Laughing Meme

I was thinking about doing one of those my most popular blog posts of 2008 vs my favorite blog posts of 2008 posts (see Sippey for an archetype of the genre). And I noticed that the pickings were kind of sparse: 152 posts in 2008 including MLPs[1] and photo posts. Which got me wondering how that stacks up against past years:

2009: (1)
2008: ++++++ (152)
2007: ++++++++ (199)
2006: ++++++++++++++ (359)
2005: ++++++++++++++++++++++++ (602)
2004: ++++++++++++++++++++++++++++++++++++++++++ (1058)
2003: +++++++++++++++++++++++++++++++++++++++++++++++++++ (1268)
2002: ++++++++++ (249)

Maybe I’ll try to get back to and find those populate and best posts, but right now I’m trying to decide how I feel about the those posting trends.

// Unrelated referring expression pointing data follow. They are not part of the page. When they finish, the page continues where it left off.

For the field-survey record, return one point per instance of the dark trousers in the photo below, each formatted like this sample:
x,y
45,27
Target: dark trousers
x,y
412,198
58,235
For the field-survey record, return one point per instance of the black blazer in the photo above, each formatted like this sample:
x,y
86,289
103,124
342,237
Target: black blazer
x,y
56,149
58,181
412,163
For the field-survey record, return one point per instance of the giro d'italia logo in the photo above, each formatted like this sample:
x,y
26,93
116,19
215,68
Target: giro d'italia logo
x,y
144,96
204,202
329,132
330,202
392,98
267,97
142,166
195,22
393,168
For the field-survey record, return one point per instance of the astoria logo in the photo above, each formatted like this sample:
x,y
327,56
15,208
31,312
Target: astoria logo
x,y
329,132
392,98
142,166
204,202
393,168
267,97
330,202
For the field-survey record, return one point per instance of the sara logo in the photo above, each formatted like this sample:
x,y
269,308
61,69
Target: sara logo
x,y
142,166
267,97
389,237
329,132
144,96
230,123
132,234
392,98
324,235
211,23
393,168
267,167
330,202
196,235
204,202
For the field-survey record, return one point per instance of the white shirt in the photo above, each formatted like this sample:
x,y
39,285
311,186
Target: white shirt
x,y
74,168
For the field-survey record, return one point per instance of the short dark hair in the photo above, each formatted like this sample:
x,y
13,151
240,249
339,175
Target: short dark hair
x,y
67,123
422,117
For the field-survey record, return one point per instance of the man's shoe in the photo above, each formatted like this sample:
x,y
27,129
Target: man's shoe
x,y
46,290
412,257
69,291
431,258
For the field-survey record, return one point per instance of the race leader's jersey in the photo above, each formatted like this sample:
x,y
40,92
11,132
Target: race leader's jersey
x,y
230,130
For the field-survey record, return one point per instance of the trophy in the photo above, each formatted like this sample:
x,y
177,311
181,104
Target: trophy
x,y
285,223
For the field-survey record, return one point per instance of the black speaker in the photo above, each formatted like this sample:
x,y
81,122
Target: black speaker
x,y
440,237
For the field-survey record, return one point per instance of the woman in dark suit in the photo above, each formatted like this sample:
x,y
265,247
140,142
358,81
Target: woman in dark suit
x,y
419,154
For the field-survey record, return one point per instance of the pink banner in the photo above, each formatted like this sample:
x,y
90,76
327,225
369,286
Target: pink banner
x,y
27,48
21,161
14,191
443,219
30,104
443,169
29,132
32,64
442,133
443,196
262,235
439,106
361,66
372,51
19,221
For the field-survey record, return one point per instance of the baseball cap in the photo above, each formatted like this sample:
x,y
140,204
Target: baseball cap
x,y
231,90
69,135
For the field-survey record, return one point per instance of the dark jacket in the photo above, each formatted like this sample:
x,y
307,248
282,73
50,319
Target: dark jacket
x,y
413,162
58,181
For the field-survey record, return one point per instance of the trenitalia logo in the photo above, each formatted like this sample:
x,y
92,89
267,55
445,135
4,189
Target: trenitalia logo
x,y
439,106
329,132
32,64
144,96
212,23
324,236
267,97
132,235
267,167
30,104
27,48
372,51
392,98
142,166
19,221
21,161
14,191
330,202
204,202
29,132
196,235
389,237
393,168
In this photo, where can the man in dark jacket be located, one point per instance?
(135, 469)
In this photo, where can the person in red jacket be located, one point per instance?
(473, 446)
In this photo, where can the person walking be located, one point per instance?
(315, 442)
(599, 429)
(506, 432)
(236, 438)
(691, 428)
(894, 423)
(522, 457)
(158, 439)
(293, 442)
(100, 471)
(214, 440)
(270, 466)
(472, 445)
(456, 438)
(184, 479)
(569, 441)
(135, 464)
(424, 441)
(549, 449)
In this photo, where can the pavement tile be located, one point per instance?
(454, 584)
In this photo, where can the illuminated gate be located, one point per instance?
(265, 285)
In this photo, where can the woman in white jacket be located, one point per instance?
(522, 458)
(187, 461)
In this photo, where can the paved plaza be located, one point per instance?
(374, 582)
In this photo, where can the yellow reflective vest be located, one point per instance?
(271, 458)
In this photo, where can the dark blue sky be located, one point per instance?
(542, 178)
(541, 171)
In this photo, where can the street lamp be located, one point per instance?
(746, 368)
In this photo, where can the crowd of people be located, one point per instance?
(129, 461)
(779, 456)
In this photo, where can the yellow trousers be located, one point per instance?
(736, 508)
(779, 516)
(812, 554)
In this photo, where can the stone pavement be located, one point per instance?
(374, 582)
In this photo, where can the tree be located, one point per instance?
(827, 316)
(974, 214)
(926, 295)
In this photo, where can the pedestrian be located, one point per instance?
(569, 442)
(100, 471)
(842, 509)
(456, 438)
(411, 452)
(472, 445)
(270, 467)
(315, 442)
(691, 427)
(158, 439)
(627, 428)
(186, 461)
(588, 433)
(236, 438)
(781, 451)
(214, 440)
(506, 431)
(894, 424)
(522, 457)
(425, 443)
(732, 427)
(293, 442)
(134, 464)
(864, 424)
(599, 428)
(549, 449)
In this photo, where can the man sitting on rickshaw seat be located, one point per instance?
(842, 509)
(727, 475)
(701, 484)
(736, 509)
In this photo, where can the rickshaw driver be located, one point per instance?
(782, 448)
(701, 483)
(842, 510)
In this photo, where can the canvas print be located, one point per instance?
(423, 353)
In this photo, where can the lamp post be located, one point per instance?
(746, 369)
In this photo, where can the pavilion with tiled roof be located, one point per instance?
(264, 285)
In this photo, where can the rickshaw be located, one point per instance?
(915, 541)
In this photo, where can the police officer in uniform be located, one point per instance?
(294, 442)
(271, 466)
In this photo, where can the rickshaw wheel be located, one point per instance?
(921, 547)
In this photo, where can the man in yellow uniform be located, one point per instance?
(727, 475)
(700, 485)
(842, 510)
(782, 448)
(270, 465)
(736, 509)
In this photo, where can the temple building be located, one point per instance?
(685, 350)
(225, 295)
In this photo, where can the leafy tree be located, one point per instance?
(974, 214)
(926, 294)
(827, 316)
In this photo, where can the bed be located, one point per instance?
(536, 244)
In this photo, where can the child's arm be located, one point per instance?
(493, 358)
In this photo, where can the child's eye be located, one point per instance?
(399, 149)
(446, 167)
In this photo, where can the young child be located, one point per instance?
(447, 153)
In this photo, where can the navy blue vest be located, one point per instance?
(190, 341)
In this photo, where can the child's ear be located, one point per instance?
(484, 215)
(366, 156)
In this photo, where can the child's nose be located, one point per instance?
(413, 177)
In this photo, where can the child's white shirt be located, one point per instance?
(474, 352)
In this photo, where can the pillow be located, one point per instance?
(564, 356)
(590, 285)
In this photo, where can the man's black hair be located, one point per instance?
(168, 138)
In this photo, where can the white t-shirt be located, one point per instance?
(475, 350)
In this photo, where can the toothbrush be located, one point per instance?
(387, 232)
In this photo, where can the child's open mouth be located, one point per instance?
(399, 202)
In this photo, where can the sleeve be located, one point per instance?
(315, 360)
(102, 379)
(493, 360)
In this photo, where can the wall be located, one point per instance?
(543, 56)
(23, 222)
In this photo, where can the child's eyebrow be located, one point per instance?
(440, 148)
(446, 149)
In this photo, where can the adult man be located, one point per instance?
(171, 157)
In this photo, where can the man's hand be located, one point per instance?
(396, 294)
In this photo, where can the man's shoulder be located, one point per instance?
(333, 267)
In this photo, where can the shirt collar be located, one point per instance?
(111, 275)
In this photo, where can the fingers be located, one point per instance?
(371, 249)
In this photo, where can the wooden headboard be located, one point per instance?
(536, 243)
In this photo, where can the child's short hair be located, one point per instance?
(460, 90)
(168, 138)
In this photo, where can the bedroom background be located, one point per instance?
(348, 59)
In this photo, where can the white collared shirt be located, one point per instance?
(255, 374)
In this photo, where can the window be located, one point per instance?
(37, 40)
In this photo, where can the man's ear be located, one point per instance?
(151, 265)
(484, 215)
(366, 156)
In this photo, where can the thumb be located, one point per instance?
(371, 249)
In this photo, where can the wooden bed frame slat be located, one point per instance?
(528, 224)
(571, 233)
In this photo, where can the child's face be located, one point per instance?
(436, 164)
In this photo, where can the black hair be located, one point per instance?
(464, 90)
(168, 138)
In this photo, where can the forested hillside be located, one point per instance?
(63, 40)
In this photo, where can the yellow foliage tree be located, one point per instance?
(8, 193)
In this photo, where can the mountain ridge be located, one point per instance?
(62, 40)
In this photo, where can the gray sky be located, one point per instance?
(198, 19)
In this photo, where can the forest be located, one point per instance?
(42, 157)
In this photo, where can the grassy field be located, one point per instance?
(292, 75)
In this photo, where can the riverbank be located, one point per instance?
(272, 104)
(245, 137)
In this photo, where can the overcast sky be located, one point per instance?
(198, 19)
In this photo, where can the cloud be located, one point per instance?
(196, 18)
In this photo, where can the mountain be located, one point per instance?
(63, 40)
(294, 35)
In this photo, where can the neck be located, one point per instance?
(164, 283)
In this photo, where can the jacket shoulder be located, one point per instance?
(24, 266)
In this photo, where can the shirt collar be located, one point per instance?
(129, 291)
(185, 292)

1. What’s an MLPs: when I had my link blogging separated out as a separate stream, that blog was called MLPs, short for “Mindless Link Propagation”, the kuro5hin category for link blogging.

Spent a couple hours last night writing the core of a stripped down, PHP4 compatible API library for Amazon SimpleDB (in the style of my flickr simple library. Just not a fan of abstraction for its own sake). In the process I discovered that Amazon had revved the version on their “Signature Method”. Which is good news as SignatureVersion 1 contains a classic crypto-blunder in its design, namely it encourages collisions. (more details, also why you care about collisions) To date the solution was use SSL, and wait patiently, very patiently. So yay for Amazon fixing this! And in fairness, first couple of drafts of the OAuth spec contained a similar issue, though it got ironed out quickly. Yay for many eyes and the open web.

“OAuth-compatible” signing

Great things are more secure, good news and all, but that isn’t what caught my eye. This block of text did:

Here is what’s different about forming the string to sign for signature version 2:

• You include additional components of the request in the string to sign
• You include the query string control parameters (the equals signs and ampersands) in the string to sign
• You sort the query string parameters using byte ordering
• You URL encode the query string parameters and their values before signing the request

You really have to be an OAuth-dork to find anything special with that paragraph, but if you were, you’d notice that those 4 bullets are an incredibly succinct description of generating an OAuth signature. (in fact a more succinct description then appears anywhere in the OAuth documentation

Which meant that my SimpleDB library can reuse most of the logic from my OAuth library to do the trickiest part of the API call, namely the signing. (Additionally it means that security reviews of both protocols support each other)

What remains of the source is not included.